If you like PBS's Antiques Roadshow, you'll devour the Portland Food Fight.
Contestants with a dream of commercializing their food product should bring their prepared food item and a $10 entry fee to the Food Innovation Center, 1207 N.W. Naito Pkwy, on Thursday, Nov. 11. Doors will open at 8 a.m. and judging will begin at 10 a.m.
Items will be judged on criteria such as taste, aroma, appearance and market potential. The winner will be awarded a commercialization package worth $2,500 from the Food Innovation Center. This is a chance to develop that family recipe into a commercial enterprise, with experts to help refine the recipe, identify a market, design packaging, labels and much more.
"This is not an ordinary recipe competition," said Sarah Masoni, product development manager at the Food Innovation Center. "This is a chance to create a new product for retail markets and possibly a new career as our latest food entrepreneur."
The Food Innovation Center, a collaboration between OSU's Agricultural Experiment Station and the Oregon Department of Agriculture, has a track record for helping entrepreneurs turn dreams into reality.
Chef and restaurant owner Vitaly Paley came to the Food Innovation Center with an idea for a healthy organic nutrition bar. With help from the center's food scientists, package engineers and market researchers, the Portland chef launched Paley's Fruity Nut Evolution Bar - and three new flavors are coming soon.

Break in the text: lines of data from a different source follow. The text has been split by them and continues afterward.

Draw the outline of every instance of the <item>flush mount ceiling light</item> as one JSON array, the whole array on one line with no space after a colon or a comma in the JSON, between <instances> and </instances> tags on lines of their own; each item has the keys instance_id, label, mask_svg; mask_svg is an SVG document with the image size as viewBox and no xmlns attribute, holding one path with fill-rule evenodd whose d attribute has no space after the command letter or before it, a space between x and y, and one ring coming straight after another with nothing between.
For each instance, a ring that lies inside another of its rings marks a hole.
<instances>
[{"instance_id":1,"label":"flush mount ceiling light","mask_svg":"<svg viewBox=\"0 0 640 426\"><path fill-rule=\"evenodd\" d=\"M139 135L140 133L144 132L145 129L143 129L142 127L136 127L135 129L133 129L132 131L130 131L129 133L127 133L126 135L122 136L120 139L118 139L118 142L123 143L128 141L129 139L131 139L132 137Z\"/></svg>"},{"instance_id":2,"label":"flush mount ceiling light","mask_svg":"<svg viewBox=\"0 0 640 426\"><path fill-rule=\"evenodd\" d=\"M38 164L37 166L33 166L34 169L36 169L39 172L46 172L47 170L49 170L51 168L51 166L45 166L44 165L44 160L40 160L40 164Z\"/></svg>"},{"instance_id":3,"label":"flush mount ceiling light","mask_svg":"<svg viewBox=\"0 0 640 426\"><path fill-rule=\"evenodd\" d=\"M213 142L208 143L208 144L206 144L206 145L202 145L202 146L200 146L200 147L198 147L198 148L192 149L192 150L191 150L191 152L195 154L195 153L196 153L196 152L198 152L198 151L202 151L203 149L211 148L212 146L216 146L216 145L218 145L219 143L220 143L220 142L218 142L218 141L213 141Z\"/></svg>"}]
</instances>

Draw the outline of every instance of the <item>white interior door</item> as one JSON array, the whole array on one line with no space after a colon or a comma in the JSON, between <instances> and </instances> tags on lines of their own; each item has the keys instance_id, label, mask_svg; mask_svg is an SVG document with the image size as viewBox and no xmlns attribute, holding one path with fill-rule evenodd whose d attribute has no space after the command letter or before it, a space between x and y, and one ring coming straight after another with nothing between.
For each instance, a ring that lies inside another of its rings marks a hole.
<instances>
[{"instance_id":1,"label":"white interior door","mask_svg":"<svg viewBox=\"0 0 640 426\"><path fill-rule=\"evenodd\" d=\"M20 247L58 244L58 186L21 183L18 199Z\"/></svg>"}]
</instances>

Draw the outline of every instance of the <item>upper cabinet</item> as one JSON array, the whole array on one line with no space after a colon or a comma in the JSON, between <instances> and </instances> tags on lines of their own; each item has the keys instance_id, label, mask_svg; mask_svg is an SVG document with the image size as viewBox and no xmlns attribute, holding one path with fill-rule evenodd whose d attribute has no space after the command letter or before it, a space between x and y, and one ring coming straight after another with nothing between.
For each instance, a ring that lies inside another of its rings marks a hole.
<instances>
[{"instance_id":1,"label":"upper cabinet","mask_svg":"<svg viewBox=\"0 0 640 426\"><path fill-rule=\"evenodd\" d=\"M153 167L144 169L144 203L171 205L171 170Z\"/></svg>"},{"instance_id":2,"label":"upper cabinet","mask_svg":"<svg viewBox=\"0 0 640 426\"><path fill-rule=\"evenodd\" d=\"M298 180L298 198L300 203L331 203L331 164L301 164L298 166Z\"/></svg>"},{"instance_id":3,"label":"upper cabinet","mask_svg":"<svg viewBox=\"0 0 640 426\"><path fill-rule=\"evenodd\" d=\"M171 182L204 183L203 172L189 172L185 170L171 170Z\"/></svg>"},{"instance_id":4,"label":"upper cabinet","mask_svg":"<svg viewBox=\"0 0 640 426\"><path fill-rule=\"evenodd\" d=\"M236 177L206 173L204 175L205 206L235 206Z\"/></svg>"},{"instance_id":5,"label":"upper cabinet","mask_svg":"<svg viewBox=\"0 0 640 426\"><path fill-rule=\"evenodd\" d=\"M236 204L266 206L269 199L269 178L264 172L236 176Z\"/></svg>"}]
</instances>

You don't have to be a chef to be a food entrepreneur. Toy designer Lori Katz took her idea for tofu-based snacks to the Food Innovation Center, where they helped her develop Protons, a flavorful and healthy alternative to croutons and the centerpiece of her new company, Tofoods.
For years, entrepreneur Howard Rubin had friends tell him that his homemade lasagna was so good he should market it. A chance meeting with a specialist at the Food Innovation Center led to the development of Rubin's new commercial product, Oregon Lasagna.
"If you've been told, 'You could sell that,' here's your chance," said Rubin. "Take a risk and take advantage of this direct route to commercialization. Don't become a 'woulda, shoulda, coulda' kid."
The Portland Food Fight is just one of many activities at the Food Innovation Center to stimulate new markets for Northwest food products.
"The Food Innovation Center is a one-stop service provider for entrepreneurs, processors and distributors interested in advancing Northwest food products," Masoni said. "The Portland Food Fight is an opportunity for starting up new food products with a team of specialists who can supervise everything from marketing and packaging to business development."